Nanoscale structural properties of the ligament-bone attachment site and interface as revealed by x-ray microscopy at SSRL’s Beam Line 6-2 provided insights into the relationship between functional strain and bone quality. Specifically, bony protrusions or adaptations identified as bundle bone showed structural, biochemical and mechanical heterogeneities that were dissimilar in elemental composition and mechanical properties from lamellar bone (a layer-by-layer structure commonly used to describe bones). X-ray fluorescence imaging of the bony protrusions using SSRL’s Beam Line 2-3 revealed higher concentrations of elemental zinc, calcium and phosphorus as compared to lamellar bone. In addition, the innate resistance of adapted/bundle bone to mechanical load (elastic modulus) was significantly higher than its adjacent lamellar bone (Figure). Based on the results, it is proposed that the observed physicochemical heterogeneities could be the functional cues for an original PDL-bone attachment site to serve as the site of origin for bony protrusions. Additionally, the heterogeneities in physicochemical properties can be considered as discontinuities and could be “markers” indicative of pathological adaptations of alveolar bone. From a joint perspective, the discontinuities can perpetuate functional demands and shift the organ to a pathological regime.

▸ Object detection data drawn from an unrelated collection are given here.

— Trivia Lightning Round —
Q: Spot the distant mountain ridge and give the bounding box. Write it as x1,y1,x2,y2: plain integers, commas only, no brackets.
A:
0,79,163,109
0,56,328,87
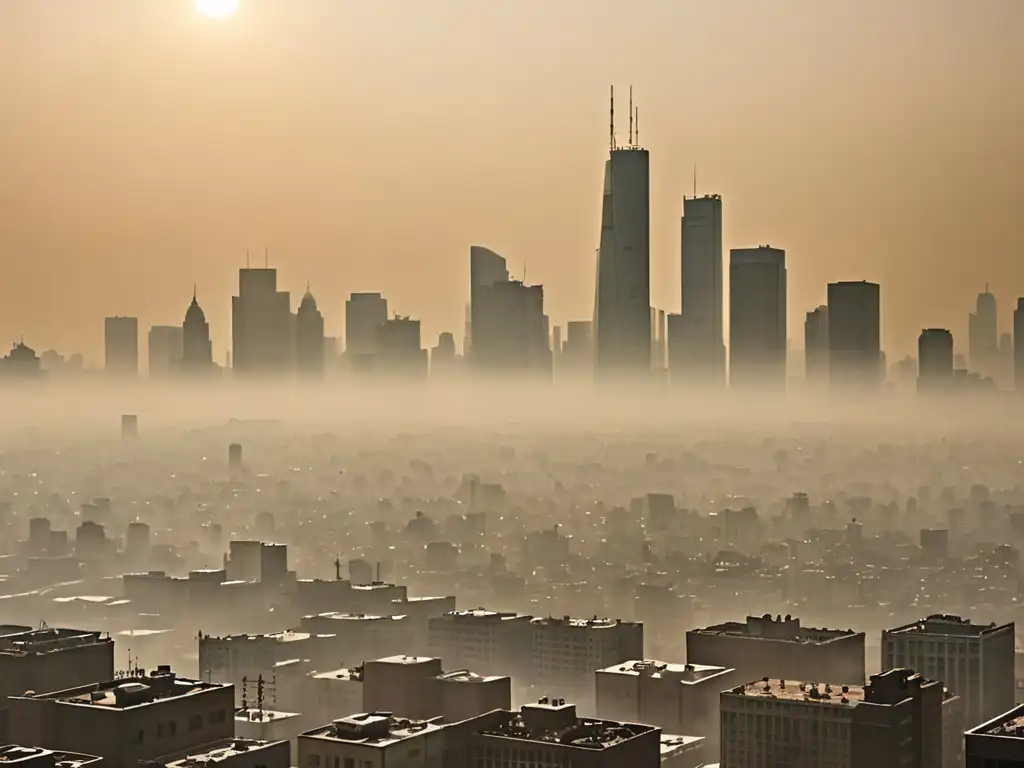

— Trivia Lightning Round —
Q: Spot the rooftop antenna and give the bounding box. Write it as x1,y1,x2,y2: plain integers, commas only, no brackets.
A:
630,85,636,146
608,86,615,150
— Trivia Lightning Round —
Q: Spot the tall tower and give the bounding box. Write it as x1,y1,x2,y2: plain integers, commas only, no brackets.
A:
103,317,138,377
231,267,294,374
804,306,828,387
676,195,725,384
918,328,953,392
594,86,651,377
729,246,786,391
968,285,999,376
181,291,213,373
828,281,885,389
295,288,327,378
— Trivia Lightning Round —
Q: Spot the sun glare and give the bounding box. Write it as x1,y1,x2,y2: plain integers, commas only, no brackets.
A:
196,0,239,18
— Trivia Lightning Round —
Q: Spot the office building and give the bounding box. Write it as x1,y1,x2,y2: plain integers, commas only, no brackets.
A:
373,315,428,379
181,291,213,374
918,328,953,392
686,613,865,683
295,288,327,379
103,317,138,377
8,667,234,768
148,326,182,379
429,608,534,678
0,626,114,704
882,614,1015,727
968,285,999,377
670,195,725,385
721,670,963,768
596,660,737,755
729,246,786,391
964,705,1024,768
804,305,828,388
828,281,885,390
296,712,447,768
0,744,103,768
231,267,295,375
594,92,651,377
345,293,387,362
1014,298,1024,392
529,616,643,711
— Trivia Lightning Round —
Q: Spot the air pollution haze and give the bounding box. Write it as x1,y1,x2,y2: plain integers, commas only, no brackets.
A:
0,0,1024,768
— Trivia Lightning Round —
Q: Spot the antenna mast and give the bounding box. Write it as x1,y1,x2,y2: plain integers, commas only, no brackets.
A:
630,85,636,146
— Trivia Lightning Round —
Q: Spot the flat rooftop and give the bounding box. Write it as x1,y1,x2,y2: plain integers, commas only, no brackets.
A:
723,678,864,707
161,736,288,768
886,613,1014,637
301,712,442,749
598,659,734,685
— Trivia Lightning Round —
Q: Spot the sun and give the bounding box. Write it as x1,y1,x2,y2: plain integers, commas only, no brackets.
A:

Local functional adaptations can result in unfavorable and poorly understood clinical outcomes such as an increased range of tooth motion or ankylosis of a tooth. Another unfavorable clinical outcome is a decreased range of tooth motion due to bone ingrowth toward the cementum, resulting in a narrowed PDL space and promoting ankylosis (Hurng et al., 2011). Hence, elucidating the adaptive nature that maintains a functional PDL space (Ho et al., 2010) within the bone-tooth complex is essential in: 1) reversing an adaptation before it becomes detrimental; 2) providing proper diagnostics for an appropriate treatment plan; 3) development of therapeutic devices (e.g. braces) for an optimum occlusal function with minimal to no effect on overall joint function.  Ultimately, increased clinical success lies in prevention through early intervention of the globally prevalent clinical issues (e.g. malocclusion and periodontal degeneration due to periodontitis potentiated with malocclusion), thereby significantly reducing oral health care costs.

Figure: Examination of a narrowed bone–ligament–cementum complex using x-ray and light microscopy as well as nanoindentation techniques provided insights on the quality of bone and functional adaptation: A1 and A2. Macroscale cross-sectional image of an intact human complex revealed tissues at a macroscale that included alveolar bone (AB), periodontal ligament space (black region between AB and tooth) and the tooth. Note that A1 and A2 highlight macroscale bony adaptations as seen within the blue rectangles. The complex illustrated protrusions which could not be visualized using a clinical radiograph. In both cases, the narrowed PDL space is approximately 10 µm. B1 and B2. Higher resolution light microscopy images reveal bony adaptations closer to primary cementum (PC) of the tooth. The black double-headed arrows within B1 illustrate a narrowed PDL space of the bone–tooth complex. C1 and C2. Higher resolution images of adapted alveolar bone using transmission x-ray microscopy at SSRL’s Beam Line 6-2 reveal radiopaque bands within bone matrix (block black arrows). The darker regions (less than 30 µm in size) are the lacunae. D. Higher modulus values of bundle bone are shown in the modulus map (representative dashed lines in figure B1 illustrate regions along which nanoindentation was performed). Histograms illustrate differences between bundle and lamellar bones with bundle bone demonstrating a higher range in modulus values.